Tual, SentralNusantara.com — UNICEF bekerja sama dengan Dinas Kesehatan Kota Tual menyelenggarakan Pelatihan Mikroskopis bagi tenaga analis dan petugas laboratorium dari berbagai fasilitas kesehatan se-Kota Tual, Selasa (02/12/2025).
Kota Tual menjadi satu-satunya daerah dari 11 kabupaten/kota di Provinsi Maluku yang mendapatkan dukungan pendanaan UNICEF untuk program Improve Malaria Diagnostic Through Refreshing of Malaria Analyst, sebagai bagian dari upaya peningkatan kapasitas diagnostik malaria di daerah.
Kegiatan dibuka secara resmi oleh Sekretaris Dinas Kesehatan Kota Tual, Maswaty Rumra, didampingi oleh Kepala Bidang P2P, Mommy R. Helwend. Dalam sambutannya, Maswaty menekankan bahwa pelatihan ini bukan sekadar transfer ilmu, tetapi juga menjadi forum kolaborasi antar tenaga laboratorium.

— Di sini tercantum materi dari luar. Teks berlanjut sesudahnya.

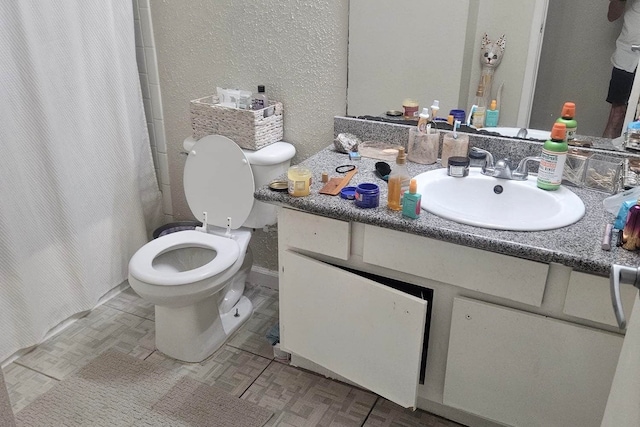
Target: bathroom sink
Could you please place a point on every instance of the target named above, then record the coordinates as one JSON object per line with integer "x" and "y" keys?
{"x": 536, "y": 134}
{"x": 499, "y": 204}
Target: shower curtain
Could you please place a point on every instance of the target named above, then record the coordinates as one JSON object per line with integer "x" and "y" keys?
{"x": 78, "y": 191}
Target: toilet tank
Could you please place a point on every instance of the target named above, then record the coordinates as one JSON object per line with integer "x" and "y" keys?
{"x": 267, "y": 164}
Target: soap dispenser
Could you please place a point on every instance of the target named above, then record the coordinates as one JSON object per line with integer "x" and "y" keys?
{"x": 492, "y": 115}
{"x": 398, "y": 181}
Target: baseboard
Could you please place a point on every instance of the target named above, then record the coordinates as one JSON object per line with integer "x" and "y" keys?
{"x": 264, "y": 277}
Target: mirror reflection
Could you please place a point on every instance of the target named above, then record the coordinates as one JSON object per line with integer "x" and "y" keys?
{"x": 555, "y": 52}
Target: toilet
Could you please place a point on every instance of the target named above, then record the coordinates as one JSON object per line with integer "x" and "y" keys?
{"x": 196, "y": 278}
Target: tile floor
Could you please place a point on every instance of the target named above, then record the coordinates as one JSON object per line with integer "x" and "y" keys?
{"x": 244, "y": 367}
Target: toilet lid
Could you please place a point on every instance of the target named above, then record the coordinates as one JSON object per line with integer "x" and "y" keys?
{"x": 218, "y": 180}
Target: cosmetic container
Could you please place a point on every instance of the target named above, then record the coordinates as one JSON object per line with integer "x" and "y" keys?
{"x": 454, "y": 144}
{"x": 367, "y": 195}
{"x": 554, "y": 155}
{"x": 423, "y": 146}
{"x": 492, "y": 115}
{"x": 398, "y": 181}
{"x": 299, "y": 178}
{"x": 567, "y": 118}
{"x": 260, "y": 99}
{"x": 411, "y": 201}
{"x": 631, "y": 231}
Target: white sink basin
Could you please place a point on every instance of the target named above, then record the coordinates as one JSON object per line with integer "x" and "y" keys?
{"x": 495, "y": 203}
{"x": 538, "y": 134}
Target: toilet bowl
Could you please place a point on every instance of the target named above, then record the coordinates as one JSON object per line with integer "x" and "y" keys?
{"x": 196, "y": 278}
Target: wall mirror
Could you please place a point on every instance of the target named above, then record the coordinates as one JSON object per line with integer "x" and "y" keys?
{"x": 555, "y": 52}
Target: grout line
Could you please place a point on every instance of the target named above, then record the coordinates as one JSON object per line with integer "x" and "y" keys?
{"x": 242, "y": 395}
{"x": 370, "y": 411}
{"x": 37, "y": 371}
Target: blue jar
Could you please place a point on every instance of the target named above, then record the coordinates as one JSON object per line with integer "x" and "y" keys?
{"x": 367, "y": 195}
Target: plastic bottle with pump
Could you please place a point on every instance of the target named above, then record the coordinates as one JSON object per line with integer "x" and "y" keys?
{"x": 398, "y": 181}
{"x": 492, "y": 115}
{"x": 411, "y": 201}
{"x": 554, "y": 155}
{"x": 423, "y": 121}
{"x": 567, "y": 117}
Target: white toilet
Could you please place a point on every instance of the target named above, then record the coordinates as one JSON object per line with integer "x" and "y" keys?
{"x": 196, "y": 278}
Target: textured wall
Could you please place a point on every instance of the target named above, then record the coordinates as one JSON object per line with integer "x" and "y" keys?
{"x": 297, "y": 48}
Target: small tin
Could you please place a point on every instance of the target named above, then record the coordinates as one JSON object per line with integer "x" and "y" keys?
{"x": 348, "y": 193}
{"x": 367, "y": 195}
{"x": 458, "y": 167}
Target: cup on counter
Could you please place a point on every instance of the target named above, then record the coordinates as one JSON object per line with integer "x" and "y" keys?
{"x": 423, "y": 147}
{"x": 410, "y": 107}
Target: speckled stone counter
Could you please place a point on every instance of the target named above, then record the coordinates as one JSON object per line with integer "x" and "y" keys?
{"x": 577, "y": 246}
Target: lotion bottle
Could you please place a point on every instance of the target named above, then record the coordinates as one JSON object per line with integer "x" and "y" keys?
{"x": 411, "y": 201}
{"x": 567, "y": 117}
{"x": 398, "y": 181}
{"x": 491, "y": 115}
{"x": 554, "y": 155}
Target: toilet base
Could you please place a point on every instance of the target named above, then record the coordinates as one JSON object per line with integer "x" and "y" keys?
{"x": 195, "y": 332}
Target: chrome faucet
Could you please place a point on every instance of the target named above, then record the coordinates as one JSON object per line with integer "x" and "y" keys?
{"x": 502, "y": 168}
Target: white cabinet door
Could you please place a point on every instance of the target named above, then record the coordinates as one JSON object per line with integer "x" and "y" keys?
{"x": 623, "y": 406}
{"x": 523, "y": 369}
{"x": 367, "y": 332}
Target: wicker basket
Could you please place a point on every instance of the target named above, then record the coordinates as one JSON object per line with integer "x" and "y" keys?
{"x": 249, "y": 129}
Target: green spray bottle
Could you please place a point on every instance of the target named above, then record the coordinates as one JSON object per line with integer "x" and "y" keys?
{"x": 567, "y": 117}
{"x": 554, "y": 154}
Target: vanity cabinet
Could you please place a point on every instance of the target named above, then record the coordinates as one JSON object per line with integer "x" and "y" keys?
{"x": 510, "y": 341}
{"x": 523, "y": 369}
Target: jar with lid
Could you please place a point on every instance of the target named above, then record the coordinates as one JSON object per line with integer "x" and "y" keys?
{"x": 299, "y": 178}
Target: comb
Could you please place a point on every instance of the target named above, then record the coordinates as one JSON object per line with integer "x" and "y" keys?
{"x": 334, "y": 185}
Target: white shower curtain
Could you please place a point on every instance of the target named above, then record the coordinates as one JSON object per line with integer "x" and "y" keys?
{"x": 78, "y": 192}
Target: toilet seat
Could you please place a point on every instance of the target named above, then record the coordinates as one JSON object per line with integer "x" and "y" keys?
{"x": 141, "y": 264}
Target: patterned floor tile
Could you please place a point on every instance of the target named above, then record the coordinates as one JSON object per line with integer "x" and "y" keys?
{"x": 387, "y": 414}
{"x": 252, "y": 336}
{"x": 24, "y": 385}
{"x": 129, "y": 302}
{"x": 300, "y": 398}
{"x": 228, "y": 369}
{"x": 88, "y": 337}
{"x": 264, "y": 300}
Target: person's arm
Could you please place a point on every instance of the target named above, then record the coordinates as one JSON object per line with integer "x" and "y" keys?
{"x": 616, "y": 9}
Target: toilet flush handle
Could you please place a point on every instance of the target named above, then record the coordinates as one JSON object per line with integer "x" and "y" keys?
{"x": 204, "y": 224}
{"x": 228, "y": 232}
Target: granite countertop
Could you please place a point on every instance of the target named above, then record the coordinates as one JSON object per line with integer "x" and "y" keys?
{"x": 577, "y": 246}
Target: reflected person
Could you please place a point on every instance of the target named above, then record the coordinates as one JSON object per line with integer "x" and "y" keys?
{"x": 624, "y": 61}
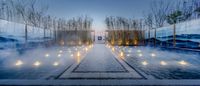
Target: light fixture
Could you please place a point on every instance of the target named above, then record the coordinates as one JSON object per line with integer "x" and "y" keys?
{"x": 55, "y": 64}
{"x": 163, "y": 63}
{"x": 182, "y": 62}
{"x": 144, "y": 63}
{"x": 37, "y": 63}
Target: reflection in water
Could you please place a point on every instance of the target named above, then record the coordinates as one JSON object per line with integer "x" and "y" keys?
{"x": 46, "y": 55}
{"x": 182, "y": 62}
{"x": 37, "y": 63}
{"x": 59, "y": 55}
{"x": 18, "y": 63}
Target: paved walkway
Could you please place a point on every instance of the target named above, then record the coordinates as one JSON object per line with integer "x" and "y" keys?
{"x": 100, "y": 63}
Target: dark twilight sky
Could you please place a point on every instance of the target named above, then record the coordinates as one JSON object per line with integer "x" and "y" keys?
{"x": 97, "y": 9}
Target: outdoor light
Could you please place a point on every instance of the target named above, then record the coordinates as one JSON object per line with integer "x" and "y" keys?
{"x": 86, "y": 49}
{"x": 59, "y": 55}
{"x": 62, "y": 42}
{"x": 135, "y": 42}
{"x": 129, "y": 51}
{"x": 144, "y": 63}
{"x": 37, "y": 63}
{"x": 55, "y": 64}
{"x": 113, "y": 49}
{"x": 163, "y": 63}
{"x": 140, "y": 55}
{"x": 182, "y": 62}
{"x": 47, "y": 55}
{"x": 79, "y": 43}
{"x": 153, "y": 54}
{"x": 78, "y": 54}
{"x": 18, "y": 63}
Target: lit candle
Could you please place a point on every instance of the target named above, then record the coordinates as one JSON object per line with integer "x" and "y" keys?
{"x": 163, "y": 63}
{"x": 182, "y": 62}
{"x": 140, "y": 55}
{"x": 144, "y": 63}
{"x": 55, "y": 64}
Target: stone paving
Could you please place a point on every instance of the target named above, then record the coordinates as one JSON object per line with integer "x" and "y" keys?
{"x": 100, "y": 66}
{"x": 100, "y": 63}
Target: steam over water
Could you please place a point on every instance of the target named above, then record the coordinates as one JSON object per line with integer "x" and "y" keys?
{"x": 162, "y": 64}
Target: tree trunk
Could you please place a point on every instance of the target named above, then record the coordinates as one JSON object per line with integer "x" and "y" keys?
{"x": 44, "y": 33}
{"x": 155, "y": 37}
{"x": 174, "y": 35}
{"x": 149, "y": 37}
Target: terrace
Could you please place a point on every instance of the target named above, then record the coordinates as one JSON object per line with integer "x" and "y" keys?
{"x": 40, "y": 49}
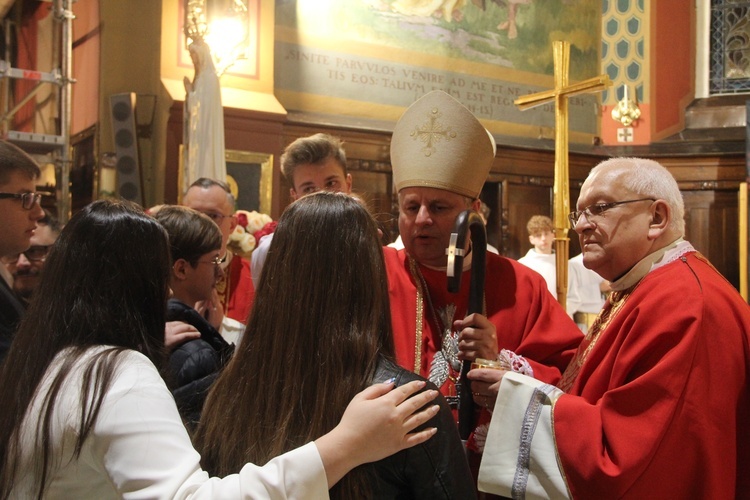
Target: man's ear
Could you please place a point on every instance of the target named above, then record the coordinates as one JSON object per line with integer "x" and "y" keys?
{"x": 179, "y": 269}
{"x": 661, "y": 215}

“Saya berharap kegiatan ini menjadi ruang untuk berdiskusi, saling belajar, dan berbagi pengalaman lapangan, sehingga dapat meningkatkan kualitas layanan laboratorium di Kota Tual,” ujarnya. Ia juga menyampaikan apresiasi kepada UNICEF Perwakilan Maluku atas dukungan nyata melalui fasilitasi kegiatan peningkatan kapasitas tenaga kesehatan di Kota Tual.
Pelatihan menghadirkan narasumber dan instruktur ahli, yaitu Jenay Olivia M. Nanlohy (Crosschecker Malaria Provinsi Maluku) dan Sanny Gratzya Kastanya (Yayasan Kanjoli Terang Maluku), yang membagikan pengetahuan teknis dan pengalaman lapangan kepada peserta.
Sebanyak 20 peserta mengikuti pelatihan ini, berasal dari berbagai fasilitas kesehatan, termasuk Puskesmas, Labkesda, RSUD Maren, dan jajaran Dinas Kesehatan Kota Tual.
Kegiatan ini diharapkan dapat meningkatkan kemampuan peserta dalam melakukan analisis mikroskopis, memperkuat kualitas layanan laboratorium, serta mendukung upaya Pemerintah Kota Tual dalam deteksi dini dan penanggulangan malaria secara efektif.